Friday 24 July 2009

More orchids

It's been a month since I last wrote. In that time the wagtails and swallows have fledged, and it would seem that Summer has been and gone. As I look at the hedges this week the sloes and hazel nuts are filling out and it feels like we are rocketing towards Autumn.


We still have most of our hay to cut, the only good thing to be said for that is that the orchids are beginning to ripen their seed and Pete may not have to weave between the marker canes when he mows the fields. The helleborine on the left is at the bottom of a hazel hedge so is safe, in theory. This year wasps are paying great attention to the plant so I looked up to see what were the usual pollinators. Yep, wasps! Helleborines are not uncommon around here yet I have never seen wasps on them before. Although I didn't notice at the time, the photo, of which this is a detail, also shows a shield bug on a flower.

My latest find here in the flower line is tufted vetch. Our top field has a large patch in the field and several clumps in the hedges. As the clumps are well established I can't work out how I've missed them in previous years. Ragged Robin and Devils Bit Scabious have also popped up in some previously unrecorded spots. Also, harping back to my rant about old flora and diversity there are several plants of white flowered Spear Thistle.
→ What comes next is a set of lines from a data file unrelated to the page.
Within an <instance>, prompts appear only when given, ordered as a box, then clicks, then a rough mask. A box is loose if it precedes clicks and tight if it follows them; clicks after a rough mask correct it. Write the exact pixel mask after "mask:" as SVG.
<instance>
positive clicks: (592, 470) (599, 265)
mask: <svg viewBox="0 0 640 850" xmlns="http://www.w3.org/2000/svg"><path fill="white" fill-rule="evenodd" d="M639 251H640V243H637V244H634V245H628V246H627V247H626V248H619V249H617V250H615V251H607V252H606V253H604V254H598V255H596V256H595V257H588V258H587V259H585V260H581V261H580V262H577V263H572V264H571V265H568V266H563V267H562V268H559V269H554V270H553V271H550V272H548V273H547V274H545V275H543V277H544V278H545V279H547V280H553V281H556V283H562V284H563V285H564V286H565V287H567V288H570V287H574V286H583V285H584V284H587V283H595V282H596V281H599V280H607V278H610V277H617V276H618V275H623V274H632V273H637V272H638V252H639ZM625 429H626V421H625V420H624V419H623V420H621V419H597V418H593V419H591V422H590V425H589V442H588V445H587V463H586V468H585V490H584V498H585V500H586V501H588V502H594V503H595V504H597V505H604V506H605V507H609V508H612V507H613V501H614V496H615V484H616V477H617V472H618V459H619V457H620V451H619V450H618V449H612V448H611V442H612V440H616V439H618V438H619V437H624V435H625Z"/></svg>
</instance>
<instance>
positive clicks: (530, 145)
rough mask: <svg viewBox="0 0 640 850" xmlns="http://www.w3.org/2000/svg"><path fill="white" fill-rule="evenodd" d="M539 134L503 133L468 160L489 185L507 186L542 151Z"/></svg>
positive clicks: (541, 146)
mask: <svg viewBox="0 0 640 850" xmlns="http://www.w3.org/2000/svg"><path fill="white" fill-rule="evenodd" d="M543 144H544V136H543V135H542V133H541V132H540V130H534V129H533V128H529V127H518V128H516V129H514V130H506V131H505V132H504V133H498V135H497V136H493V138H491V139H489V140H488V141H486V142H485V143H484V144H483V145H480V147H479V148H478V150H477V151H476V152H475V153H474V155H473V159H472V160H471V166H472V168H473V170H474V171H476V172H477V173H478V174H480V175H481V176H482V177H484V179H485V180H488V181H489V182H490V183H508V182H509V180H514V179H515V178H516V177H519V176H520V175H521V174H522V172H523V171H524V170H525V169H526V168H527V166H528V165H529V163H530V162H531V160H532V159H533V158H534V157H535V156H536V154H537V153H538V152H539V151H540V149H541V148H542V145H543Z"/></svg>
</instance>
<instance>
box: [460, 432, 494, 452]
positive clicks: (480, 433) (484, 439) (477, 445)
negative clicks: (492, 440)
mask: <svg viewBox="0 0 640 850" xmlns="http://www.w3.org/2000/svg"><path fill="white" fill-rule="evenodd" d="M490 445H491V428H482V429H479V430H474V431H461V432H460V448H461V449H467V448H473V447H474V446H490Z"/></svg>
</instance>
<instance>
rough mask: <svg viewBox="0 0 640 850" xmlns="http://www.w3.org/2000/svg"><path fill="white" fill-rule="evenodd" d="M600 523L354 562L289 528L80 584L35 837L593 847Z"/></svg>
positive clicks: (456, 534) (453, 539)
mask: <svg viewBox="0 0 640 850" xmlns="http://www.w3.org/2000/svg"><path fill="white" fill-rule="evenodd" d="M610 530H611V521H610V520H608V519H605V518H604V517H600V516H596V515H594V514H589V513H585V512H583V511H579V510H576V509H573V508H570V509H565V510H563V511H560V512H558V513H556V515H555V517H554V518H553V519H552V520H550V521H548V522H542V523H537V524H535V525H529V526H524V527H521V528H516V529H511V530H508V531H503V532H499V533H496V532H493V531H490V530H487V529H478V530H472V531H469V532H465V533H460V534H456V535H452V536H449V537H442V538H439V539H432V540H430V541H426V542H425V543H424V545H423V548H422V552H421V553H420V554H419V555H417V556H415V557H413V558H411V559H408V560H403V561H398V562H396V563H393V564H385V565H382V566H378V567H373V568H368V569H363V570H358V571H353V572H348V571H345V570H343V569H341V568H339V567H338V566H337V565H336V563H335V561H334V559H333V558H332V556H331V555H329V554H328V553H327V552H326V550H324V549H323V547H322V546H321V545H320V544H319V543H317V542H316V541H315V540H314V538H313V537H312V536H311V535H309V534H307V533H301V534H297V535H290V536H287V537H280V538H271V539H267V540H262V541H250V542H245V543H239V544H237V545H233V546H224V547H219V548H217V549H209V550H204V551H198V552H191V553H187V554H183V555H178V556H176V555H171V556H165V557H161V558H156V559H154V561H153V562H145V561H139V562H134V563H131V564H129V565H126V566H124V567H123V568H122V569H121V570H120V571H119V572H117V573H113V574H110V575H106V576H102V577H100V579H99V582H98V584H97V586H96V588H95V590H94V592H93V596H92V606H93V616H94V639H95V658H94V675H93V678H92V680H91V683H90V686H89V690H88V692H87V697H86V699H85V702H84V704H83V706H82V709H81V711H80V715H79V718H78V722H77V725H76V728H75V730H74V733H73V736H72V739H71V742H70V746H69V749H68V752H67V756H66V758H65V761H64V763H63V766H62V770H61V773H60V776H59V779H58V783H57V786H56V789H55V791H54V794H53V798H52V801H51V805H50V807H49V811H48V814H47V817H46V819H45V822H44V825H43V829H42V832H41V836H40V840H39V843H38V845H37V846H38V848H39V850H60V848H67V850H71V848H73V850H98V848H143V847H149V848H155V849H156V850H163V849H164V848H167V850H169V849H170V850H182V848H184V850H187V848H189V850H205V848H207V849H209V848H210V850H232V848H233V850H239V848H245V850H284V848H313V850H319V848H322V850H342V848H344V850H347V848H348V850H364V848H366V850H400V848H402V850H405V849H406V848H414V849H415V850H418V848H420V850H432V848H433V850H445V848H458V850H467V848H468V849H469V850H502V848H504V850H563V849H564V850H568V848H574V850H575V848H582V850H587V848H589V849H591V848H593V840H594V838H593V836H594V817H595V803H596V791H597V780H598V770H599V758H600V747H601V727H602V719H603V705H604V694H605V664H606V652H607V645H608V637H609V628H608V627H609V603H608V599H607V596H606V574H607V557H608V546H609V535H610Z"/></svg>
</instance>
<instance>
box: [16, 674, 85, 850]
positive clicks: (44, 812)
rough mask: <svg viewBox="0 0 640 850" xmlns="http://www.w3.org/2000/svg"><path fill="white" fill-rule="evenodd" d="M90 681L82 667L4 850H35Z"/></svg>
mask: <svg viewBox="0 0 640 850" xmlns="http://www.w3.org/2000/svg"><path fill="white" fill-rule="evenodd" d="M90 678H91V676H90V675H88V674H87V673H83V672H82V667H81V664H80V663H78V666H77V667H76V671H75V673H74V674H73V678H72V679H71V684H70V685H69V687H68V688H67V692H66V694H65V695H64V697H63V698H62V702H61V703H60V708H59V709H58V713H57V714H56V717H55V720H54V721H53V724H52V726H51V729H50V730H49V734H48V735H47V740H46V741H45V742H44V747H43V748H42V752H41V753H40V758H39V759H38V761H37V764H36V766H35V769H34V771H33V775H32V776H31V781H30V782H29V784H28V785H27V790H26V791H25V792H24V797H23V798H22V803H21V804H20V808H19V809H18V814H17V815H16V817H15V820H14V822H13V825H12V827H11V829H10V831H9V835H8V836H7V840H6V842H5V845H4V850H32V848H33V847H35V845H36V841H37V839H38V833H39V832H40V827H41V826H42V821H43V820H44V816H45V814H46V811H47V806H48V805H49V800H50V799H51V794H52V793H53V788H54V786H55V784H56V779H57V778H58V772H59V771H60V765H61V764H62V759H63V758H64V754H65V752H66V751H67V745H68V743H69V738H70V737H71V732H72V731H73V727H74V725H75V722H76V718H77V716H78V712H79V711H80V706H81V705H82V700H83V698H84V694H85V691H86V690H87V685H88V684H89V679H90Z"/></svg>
Re thistles: One field belonging to our neighbour is covered in creeping thistle. A couple of weeks ago I could see a large patch on one side of the field looked odd, so went to investigate. Closer inspection found a seething mass of Painted Lady caterpillars on the march. They had totally stripped the foliage from the thistles and the stems and surrounding grass were black with them. Sadly, since then we've had nothing but rain so I suspect my dreams of myriads of newly painted ladies won't come true. It is amazing, despite all this horrible weather, the minute the sun shines butterflies are on the wing, though where they find dry flowers to drink from I don't know. What is interesting, because this field is so thistled one can see the extent of a plant by the colour variations in the flowers. One huge patch appears to only be two plants.

I have been keeping tabs on a long eared bat that has been roosting in the granary. 2 days ago I found its mummified body on the floor below its roost. Comparitively, its ears must be bigger than those of an elephant. Obviously, it could have died for any number of reasons but its death has coincided with days of torrential storms and I can't help thinking that's probably the reason. There is also a wasps' nest in the granary and it has grown steadily and been kept so even. I never fail to marvel at their engineering, but equally I wonder why they build where we are in conflict with them.



The kitchen garden has finally begun to repay earlier efforts and I have started to sell my first veg, though I am rapidly beginning to wonder just how we will ever really make it profitable when we live surrounded by so much wildlife. My latest tribulations are something eating unripe tomatoes in the polytunnel - mice I think - and yesterday I found bunches of green blueberries lying beneath the plants - blackbirds? I believe that gardening keeps you humble because nature always gets the upper hand but here it does drive one to bad language!